Translated by Richard Mansell. Performed by Francesca Gelabert Desnoyer.

Albert Camus 

(Algèria, 1913 – França, 1960). The Nobel prize-winner and famous author of L’étranger and La peste, Camus is one of  he greatest exponents of existentialist thought in literature. Camus was forced to leave his country of birth for political reasons and, in a Europe threatened by Fascism, became active in the Communist party and openly rejected dictatorships, especially Franco. He was an actor, stage director and contributed to newspapers such as Paris-Soir and Le Monde Libertaire. The grandson of Menorcans who had emigrated to Algeria, he was raised by his mother and Menorcan grandmother following the premature death of his father, something that strengthened his links with Menorca. He visited Majorca in 1935, and his experiences of this journey are recorded in his first book, L’envers et l’endroit.
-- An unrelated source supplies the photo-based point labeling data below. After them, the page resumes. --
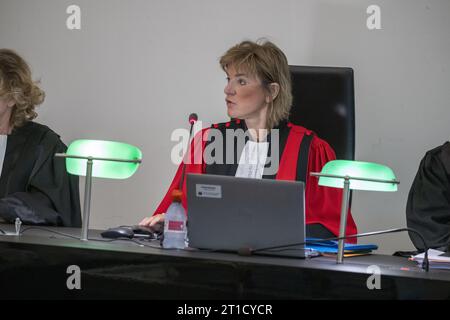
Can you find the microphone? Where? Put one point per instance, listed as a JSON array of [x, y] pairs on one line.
[[192, 120]]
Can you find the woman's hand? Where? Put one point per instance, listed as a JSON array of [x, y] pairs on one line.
[[156, 222]]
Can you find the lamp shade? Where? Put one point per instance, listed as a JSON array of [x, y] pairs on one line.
[[103, 149], [359, 173]]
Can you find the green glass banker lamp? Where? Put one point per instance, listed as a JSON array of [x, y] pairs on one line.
[[100, 159], [355, 175]]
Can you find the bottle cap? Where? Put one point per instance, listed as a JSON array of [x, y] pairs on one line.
[[177, 195]]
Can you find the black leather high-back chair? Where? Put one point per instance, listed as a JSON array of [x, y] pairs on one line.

In Majorca Camus found himself reunited with a landscape that reminded him of his home, and he discovered the Mediterranean as a communal space of culture, something that constituted one of the foundations of his own way of thinking. Over the few months he was in Majorca, even though he was staying in Palma (in all likelihood close to the cloisters of Sant Francesc (Saint Francis) where he himself writes that he spent many hours) he was also interested in other parts of the island. Valldemossa had a great impact on him, and he also visited Sóller, Pollença and Felanitx, towns that he mentions in some of his articles.

Basilica and cloister of Sant Francesc

The Majorca and Palma that Camus knew have little to do with today’s reality: life and customs have changed, but despite that there is still the essence that captivated him. In Palma, he liked to walk around the narrow streets of the old town and contemplate the image of the city bathing in the sea from the cathedral.

At the cloisters of Sant Francesc, as he himself explains, he discovered a place of inspiring intimacy and reflection. It is the most representative Gothic cloister of the city and it is surrounded by a collection of one-hundred-and-fifteen slender columns, supporting magnificent ogee arches. The current church, although Gothic in structure, presents remarkable Baroque elements such as its main façade. The tomb of Ramon Llull is located inside.